In seguito, dopo l’incontro con il tastierista di Long Beach Isaiah “Ikey” Owens, tale disco verrà ripubblicato con il brano Nux Vomica in sostituzione di The Drop, ed in tale brano si può ascoltare per la prima volta Owens alle tastiere coi nuovi compagni. Seguiranno in poco tempo altri due album, in particolare Megaton Shotblast viene pubblicato dalla label Gold Standard Labs (GSL),  fondata nei primi’90 da Sonny Kay, già vocalist di Angel Hair e The VSS e amico di Omar dai tempi degli At The Drive-In. Lo stesso Omar diviene co-proprietario dell’etichetta ed è un particolare che ricorrerà spesso negli anni successivi vista l’importanza che tale label avrà per i suoi progetti. I De Facto pubblicano anche un singolo su Grand Royal (etichetta dei Beastie Boys per cui era già stato pubblicato Relationship Of Command ) che avrebbe dovuto anticipare un ulteriore album tuttora inedito, vanno in tour in Europa e ospitano John Frusciante dei Red Hot Chili Peppers durante uno show in California. Di lì a poco il quartetto Rodriguez/Bixler/Ward/Owens, assieme alla bassista Eva Catherine Gardner e al batterista Blake Flaming, già con Laddio Bolocko e Dazzling Killmen, dà vita a The Mars Volta, un nome che rimanda al dio della guerra nonché al pianeta rosso, già “omaggiato” dagli At The Drive-In in Red Planet, e la “volta”,  parola che il regista Federico Fellini utlizzava per descrivere il cambio di scena.

-TREMULANT (2001/ fine 2002)-

Viene registrato un primo demo di due brani, Roulette Dares e Cicatrix. La band vorrebbe andare subito in tour ma una serie di concerti in Europa con i Locust salta per la cacciata dello stesso Fleming. Il debutto dal vivo avviene comunque il 16 ottobre 2001 al Chain  Reaction di Anaheim, in California. Dietro alle pelli siede Jon Philip Theodore, già nei Golden e nei Royal Trux. L’idea di base è suonare in piccoli club, magari di spalla ad altri artisti, in modo da tenere lontano un pubblico che poteva essere attratto unicamente dalla presenza dei “due ex At The Drive-In”, proponendo alcuni brani che poi ritroveremo nelle loro prime uscite. In studio, si fanno aiutare dal produttore Alex Newport, già al lavoro con gli At The Drive-In, e, dopo un tour europeo a marzo 2002 con The Apes e Les Savy Fav, testimoniato da un cd split 3″, il brano di The Mars Volta è Cut That City, e in cui toccano per la prima volta anche l’Italia, pubblicano a fine marzo il loro esordio: Tremulant esce su GSL, lo stesso Sonny Kay si occupa dell’artwork, e comprende solo tre pezzi, tra cui ancora Cut That City, ma risulta essere, presso pubblico e critica, un ottimo biglietto da visita.

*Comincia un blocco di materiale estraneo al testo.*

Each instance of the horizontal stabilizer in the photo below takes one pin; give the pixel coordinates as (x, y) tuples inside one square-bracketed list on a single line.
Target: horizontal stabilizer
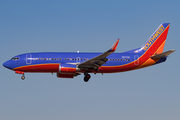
[(162, 55)]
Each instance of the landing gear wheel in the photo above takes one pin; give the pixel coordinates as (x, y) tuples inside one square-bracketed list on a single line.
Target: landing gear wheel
[(87, 77), (23, 77)]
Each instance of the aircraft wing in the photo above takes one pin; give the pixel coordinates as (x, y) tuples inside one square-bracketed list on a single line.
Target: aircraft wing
[(99, 60), (162, 55)]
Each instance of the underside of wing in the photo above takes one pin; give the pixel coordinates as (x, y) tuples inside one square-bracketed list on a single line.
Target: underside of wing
[(162, 55)]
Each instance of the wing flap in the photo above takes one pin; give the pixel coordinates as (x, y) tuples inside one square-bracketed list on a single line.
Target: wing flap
[(99, 60), (162, 55)]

Dopo la partecipazione al Coachella Festival a fine aprile e un mini tour in California a ottobre, la band torna in studio per registrare il primo lp. Nel frattempo, Ikey Owens lascia la band, sostituito da Linda Good, rientrerà nei ranghi poco dopo. Lascia anche Eva Gardner, in polemica con Omar e Cedric che le negano di collaborare anche alla fase compositiva, e viene rimpiazzata da Ralph Jasso. In un primo momento, fra le altre cose, la band sembra intenzionata anche a registrare nuovamente Tremulant con Jasso ma, di lì a poco, il nuovo bassista abbandona (voci riportano che sia stato anche lui allontanato).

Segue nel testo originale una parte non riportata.